Researchers have developed a new statistical method to identify cancer predisposition genes from tumor sequencing data. The method allows researchers to find risk variants without a control sample, meaning that they do not need to compare cancer patients to groups of healthy people.

“Our results show that the new cancer predisposition genes may have an important role in many types of cancer. For example, they were associated with 14% of ovarian tumors, 7% of breast tumors, and to about 1 in 50 of all cancers. For example, inherited variants in one of the newly proposed risk genes—NSD1—may be implicated in at least 3 out of 1,000 cancer patients,” explains Fran Supek, group leader of the Genome Data Science Lab at IRB Barcelona.

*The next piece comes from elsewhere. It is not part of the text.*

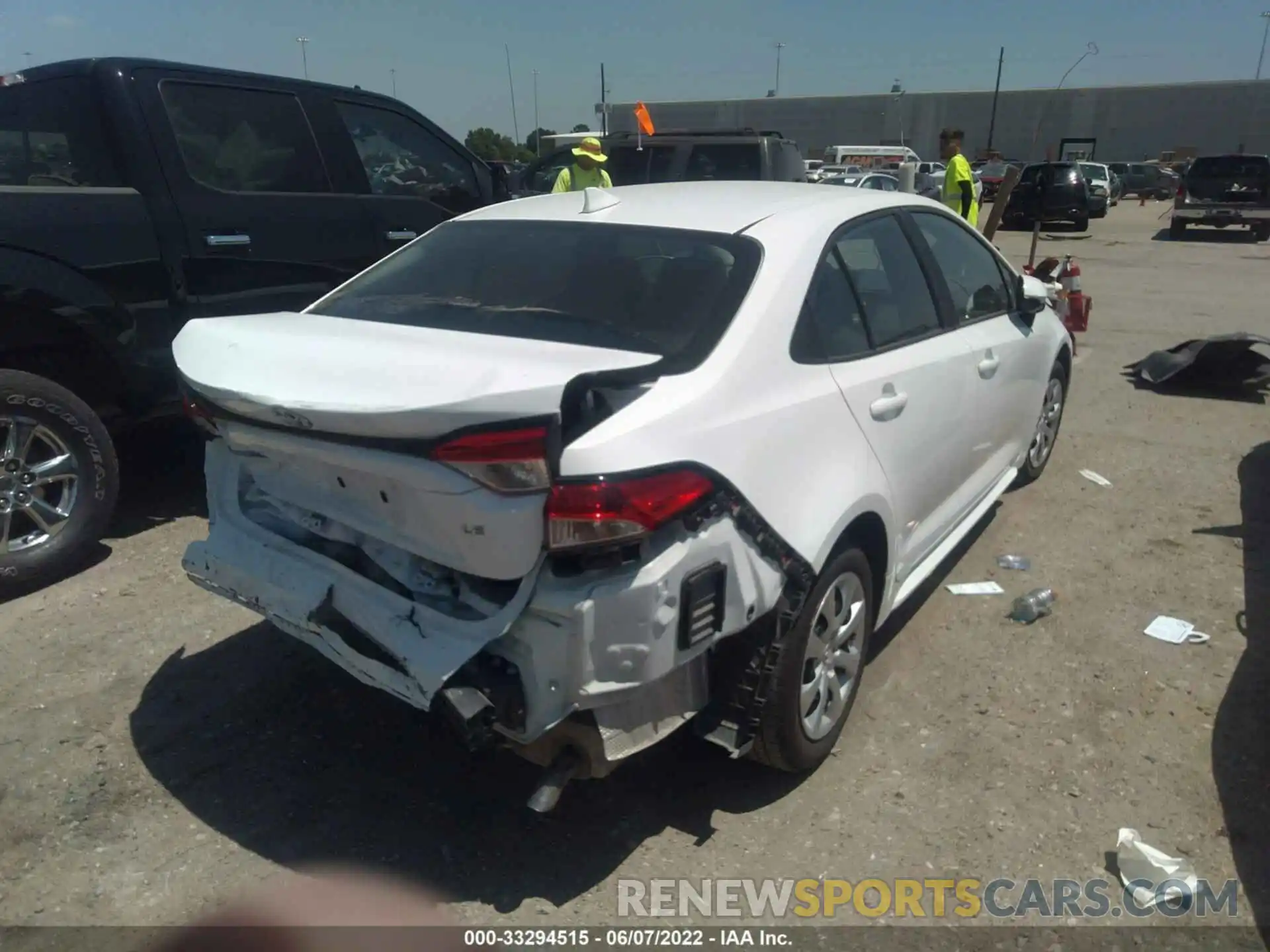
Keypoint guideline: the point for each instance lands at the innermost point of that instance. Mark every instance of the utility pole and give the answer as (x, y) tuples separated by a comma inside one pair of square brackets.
[(538, 130), (304, 52), (516, 126), (1265, 33), (992, 122), (603, 103)]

The work, which is published in Nature Communications, presents their statistical method ALFRED and identifies 13 candidate cancer predisposition genes, of which 10 are new. “We applied our method to the genome sequences of more than 10,000 cancer patients with 30 different tumor types and identified known and new possible cancer predisposition genes that have the potential to contribute substantially to cancer risk,” says Ben Lehner, principal investigator of the study.

The researchers worked with genome data from several cancer studies from around the world, including The Cancer Genome Atlas (TCGA) project and also from several projects having nothing to do with cancer research.